The start of something new

by Cat on January 10, 2007

Or, the fastest way to waste the equivalent of $950 you’ll ever see. We’ll know in about eight weeks.

Today, I took my placement test for the Korean Language Program at Lingua Express, the language institute at Sookmyung Women’s University. On Monday, I start daily three-hour Korean classes, Monday through Friday, continuing until mid-March.

I can sum up today’s results by saying that if they’d just paid attention to the line on the application where I said I thought I should be in Beginner 1, it would have saved everyone a lot of time. Even though I took two months of free weekly classes at the Korea Foundation Cultural Center, and have been studying on my own using both the Rosetta Stone Online (Level 1 Korean), and Declan’s Korean Hakgyo software, this test kicked my butt.

It turns out that despite being able to count to 100 in both pure Korean and Sino-Korean numbers, order a bazillion things in a restaurant, shop at Dongdaemun, tell the vendors their price is too high, count change, give taxi driver’s directions to home and office, ask for directions to get somewhere, ask someone what they’re eating, where they’re going, and if it’s OK, Korean two-year-olds still have it all over me when it comes to communicating.

On the rare occasion I understood what the proctor was asking me, I completely lacked the vocabulary to respond. (They don’t really like it when you switch to English, but when asked what I was doing in Korea, I didn’t know the Korean for, “Husband got transferred here and I didn’t want a divorce.”) As for the written part, I could read the questions OK. I just had no idea what 90 percent of the words meant. (”This question asks something about the Korean language and something about attendance, everything else, not sure …The next question wants me to fill in words in a sequqence, but this isn’t days of week, months of the year, or numbers…I’m lost.”)

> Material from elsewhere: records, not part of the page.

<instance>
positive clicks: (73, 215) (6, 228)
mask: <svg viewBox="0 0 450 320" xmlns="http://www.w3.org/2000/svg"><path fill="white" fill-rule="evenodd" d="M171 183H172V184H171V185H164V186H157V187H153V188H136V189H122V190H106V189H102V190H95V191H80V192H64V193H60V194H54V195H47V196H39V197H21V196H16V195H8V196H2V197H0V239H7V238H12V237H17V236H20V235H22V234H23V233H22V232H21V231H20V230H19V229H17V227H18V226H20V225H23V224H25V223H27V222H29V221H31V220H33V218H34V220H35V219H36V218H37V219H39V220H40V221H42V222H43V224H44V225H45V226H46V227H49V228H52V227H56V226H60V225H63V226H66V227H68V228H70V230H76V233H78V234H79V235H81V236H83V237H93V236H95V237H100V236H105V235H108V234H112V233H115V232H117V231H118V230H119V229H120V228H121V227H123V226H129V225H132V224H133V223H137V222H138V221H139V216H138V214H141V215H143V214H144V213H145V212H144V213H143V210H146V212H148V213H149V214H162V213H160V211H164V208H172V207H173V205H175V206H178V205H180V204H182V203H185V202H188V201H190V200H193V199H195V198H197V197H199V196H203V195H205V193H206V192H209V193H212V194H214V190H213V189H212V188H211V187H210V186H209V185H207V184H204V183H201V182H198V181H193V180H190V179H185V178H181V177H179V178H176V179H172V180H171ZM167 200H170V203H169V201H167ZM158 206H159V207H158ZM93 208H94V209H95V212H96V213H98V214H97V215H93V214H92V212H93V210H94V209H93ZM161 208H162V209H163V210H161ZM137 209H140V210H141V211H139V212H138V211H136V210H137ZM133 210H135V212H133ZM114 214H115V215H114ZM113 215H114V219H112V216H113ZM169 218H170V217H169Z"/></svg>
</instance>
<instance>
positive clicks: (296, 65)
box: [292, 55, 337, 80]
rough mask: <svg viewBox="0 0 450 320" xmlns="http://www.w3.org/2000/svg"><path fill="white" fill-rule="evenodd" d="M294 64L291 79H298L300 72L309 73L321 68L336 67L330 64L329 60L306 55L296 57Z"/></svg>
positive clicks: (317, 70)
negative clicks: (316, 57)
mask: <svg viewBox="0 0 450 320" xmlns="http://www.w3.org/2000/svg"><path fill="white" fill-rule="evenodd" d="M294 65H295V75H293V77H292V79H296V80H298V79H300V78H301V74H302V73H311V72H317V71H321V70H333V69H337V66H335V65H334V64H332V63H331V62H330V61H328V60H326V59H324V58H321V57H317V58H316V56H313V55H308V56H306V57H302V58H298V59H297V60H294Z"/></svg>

So, there I’ll be next week, back learning the Korean alphabet and how to introduce myself. Which, as I said before, is where I thought I should be. We’ll see if I’m any better by the spring.

{ 7 comments }

1

annamatic 01.11.07 at 7:32 pm

Wow, you learned up to 100 in pure Korean! Impressive! I figured I’d just learn enough to get up to my age. So far I haven’t been called upon to ask for 30 or more of anything… Hang in there…

2

JiMong 01.12.07 at 4:32 am

So could I post in Korean by March? ;-)
Cheers!

3

dust bunny 01.13.07 at 11:32 am

good for you, I’m sure you’ll enjoy it

4

MigukNamja 01.13.07 at 1:07 pm

It will be tough, but I’m sure you’ll do well. You’ve always been a good student :-)

5

maryeats 01.14.07 at 11:41 am

Oh no! Was it embarrassing? I’ve also signed up for a Korean class, but thankfully it is only every Saturday for two hours. I’m not going to disclose that I lived in Korea for four years, that way the little bit of Korean I know (taxi directions, asking for kimbap without ham, and shopping) will look good. Sorry you had to pay so much for that.

6

Cat 01.14.07 at 11:53 am

Mary - Yeah, it was pretty much an exercise in humiliation. Mostly weird that I could read and mostly understand the written questions, but fumbled when formulating a response. (The test was timed.)

I hope the money will be well spent. If going three hours a day doesn’t help, then nothing will. Good luck with your classes!

7

stef 01.26.07 at 12:17 pm

I took the evening courses at Sookmyung and they went really fast, so make sure you stay ahead on the vocab so that when they start throwing grammar at you, you can keep up.

Good luck and I’m impressed you know the Korean numbers up to 100!